Im Untertitel des Stücks von Peter Handke heißt es schlicht: Ein Schauspiel. Das muss man wörtlich nehmen. Regieanweisungen, mehr sind es nicht. Keine Dialoge, keine Worte werden verloren und doch gibt es eine Rolle für jeden Schauspieler im Ensemble, 350 Figuren treten auf, das macht dieses Stück zum idealen Eröffner oder Beschließer einer Spielzeit, aber nicht nur deswegen steht es am Ende der Intendanz von Elisabeth Schweeger, die nach acht Jahren das Haus verlässt. Es ist nämlich auch ein Experiment, ein modernes Unding dieses Stück gemessen am klassischen Theater, inszeniert von Wanda Golonka. Wir sehen: einen abgezirkelten Platz, einen rechteckigen Teich, ein Fengshui-Kiesel-Stück, ein bisschen Rasen, ein Gullydeckel, sechs Blitzlichtschirme. Die ganze Größe der Bühne kommt noch einmal zur Geltung, sie wird ausgenutzt bis in schwindelnde Höhen, aus denen mal nebliger Regen fällt, mal ein Ziegel herunterfällt oder ein Geschenk an einem Fallschirm herabsegelt. Es tritt auf: das große Panoptikum der Jetztzeit. Also Nordic Walker und Filmstars, Wandersleut und Soldaten, Jogger und Business-Frauen, Ballerinas, Dealer, Jugendliche – und nicht zuletzt: Kinder und Tiere. Mit denen, so heißt ja eine goldene Regel des Boulevards, kann man nicht verlieren. Ein putziger Straßenmischling tritt auf, ein Golden Retriever, ein Falke. Dann Kinder, die tanzen, die Krach machen, die lachen und Streiche spielen. Das funktioniert selbstredend. Dazu noch ein Ratespiel für emsige Schauspielgänger mit den Kostümen und Requisiten, Schnipsel aus vergangenen Inszenierungen betreten die Bühne.

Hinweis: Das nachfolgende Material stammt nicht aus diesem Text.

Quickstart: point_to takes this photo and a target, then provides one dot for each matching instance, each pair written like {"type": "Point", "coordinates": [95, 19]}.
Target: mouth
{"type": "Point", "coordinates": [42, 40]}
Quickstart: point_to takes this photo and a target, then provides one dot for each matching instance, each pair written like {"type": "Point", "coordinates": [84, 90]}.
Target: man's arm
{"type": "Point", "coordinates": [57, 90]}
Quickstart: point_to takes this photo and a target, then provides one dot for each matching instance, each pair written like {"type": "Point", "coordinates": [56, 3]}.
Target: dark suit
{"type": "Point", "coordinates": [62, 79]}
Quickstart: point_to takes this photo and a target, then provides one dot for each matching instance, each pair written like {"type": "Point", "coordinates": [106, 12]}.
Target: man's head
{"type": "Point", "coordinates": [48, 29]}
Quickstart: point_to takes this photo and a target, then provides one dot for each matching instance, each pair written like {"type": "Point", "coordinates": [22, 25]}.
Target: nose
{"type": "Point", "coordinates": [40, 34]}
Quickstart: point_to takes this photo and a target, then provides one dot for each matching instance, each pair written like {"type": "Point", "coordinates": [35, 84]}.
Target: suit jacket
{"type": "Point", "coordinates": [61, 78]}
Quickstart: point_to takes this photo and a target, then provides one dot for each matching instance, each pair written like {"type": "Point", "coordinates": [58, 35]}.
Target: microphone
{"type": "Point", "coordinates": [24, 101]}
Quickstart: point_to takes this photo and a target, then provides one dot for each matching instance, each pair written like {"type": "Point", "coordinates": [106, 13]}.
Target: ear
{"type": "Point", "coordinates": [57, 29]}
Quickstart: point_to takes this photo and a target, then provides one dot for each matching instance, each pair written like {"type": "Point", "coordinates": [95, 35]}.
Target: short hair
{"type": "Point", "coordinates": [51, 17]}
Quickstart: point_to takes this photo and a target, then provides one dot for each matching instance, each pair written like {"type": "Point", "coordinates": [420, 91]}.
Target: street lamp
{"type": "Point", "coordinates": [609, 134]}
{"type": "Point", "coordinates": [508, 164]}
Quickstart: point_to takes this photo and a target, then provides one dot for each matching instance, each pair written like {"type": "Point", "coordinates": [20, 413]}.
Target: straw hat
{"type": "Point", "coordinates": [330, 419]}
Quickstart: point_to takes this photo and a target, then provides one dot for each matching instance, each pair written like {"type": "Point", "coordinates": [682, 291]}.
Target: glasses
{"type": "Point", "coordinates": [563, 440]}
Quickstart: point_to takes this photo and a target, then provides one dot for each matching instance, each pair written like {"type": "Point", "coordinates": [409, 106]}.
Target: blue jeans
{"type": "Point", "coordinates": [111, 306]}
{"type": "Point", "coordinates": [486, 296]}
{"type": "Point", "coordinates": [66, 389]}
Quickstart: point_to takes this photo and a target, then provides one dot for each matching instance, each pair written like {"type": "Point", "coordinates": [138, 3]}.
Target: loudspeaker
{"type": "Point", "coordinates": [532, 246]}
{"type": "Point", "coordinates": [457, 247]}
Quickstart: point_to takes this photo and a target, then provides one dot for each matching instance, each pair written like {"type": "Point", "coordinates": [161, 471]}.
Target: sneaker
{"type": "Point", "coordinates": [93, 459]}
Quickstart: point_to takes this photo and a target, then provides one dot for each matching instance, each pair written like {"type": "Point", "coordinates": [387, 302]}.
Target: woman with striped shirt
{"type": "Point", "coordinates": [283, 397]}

Elisabeth Schweeger sagt auf der Premierenfeier später, auf einem Tisch stehend, das sei ein so großes Geschenk, das ihr mit diesem Stück gemacht worden sei. Nun sei es aber Zeit, vier Tage zu feiern. Jeden Abend noch einmal Handke, am Freitag beginnt dann der Kongress "Der Flaneur" und dann ist sie zu Ende, die Ära Schweeger. "Frankfurt war ein heftiges, aber auch ein leidenschaftliches und deswegen ein tolles Publikum", sagt die Intendantin überschwänglich. Wer wollte sich zum Abschied auch grämen. Aber ein Zeichen gab es doch: die Schauspieler, anfangs ganz in weiß, trugen gegen Ende Trauer - bevor sie sich in Kleidungsfragen noch einmal dem Farbenrausch hingaben.
Die Schmidtstraße 12, der Satellit des Schauspiels, schloss schon am Samstag mit einem Konzert und am Freitag mit einer Aufführung des Grimm-Codes (, die leider ein wenig misslang, weil der versprochene Film noch nicht fertig war, die Schnittcomputer streikten, ein Abend, der aber dennoch von den beiden Schauspielern Stefko Hanushevsky und Sebastian Schindegger gerettet wurde, weil sie in wahren Verzweiflungstaten die Zeit auf der Bühne überbrückten). Weiterleben wird die Schmidtstraße 12 aber in der Webseite apartment666, wunderschöne Kurzfilme, die man auch herunterladen und in der Straßenbahn auf dem iPod sehen darf, kurzum: eine Webseite, die es schon eine Weile gibt, der aber im ganzen Grimm-Code-Wirbel leider viel zu wenig Beachtung geschenkt wurde. Auch ein Schauspiel, aber eines, das bleibt. Der Rest ist Erinnerung.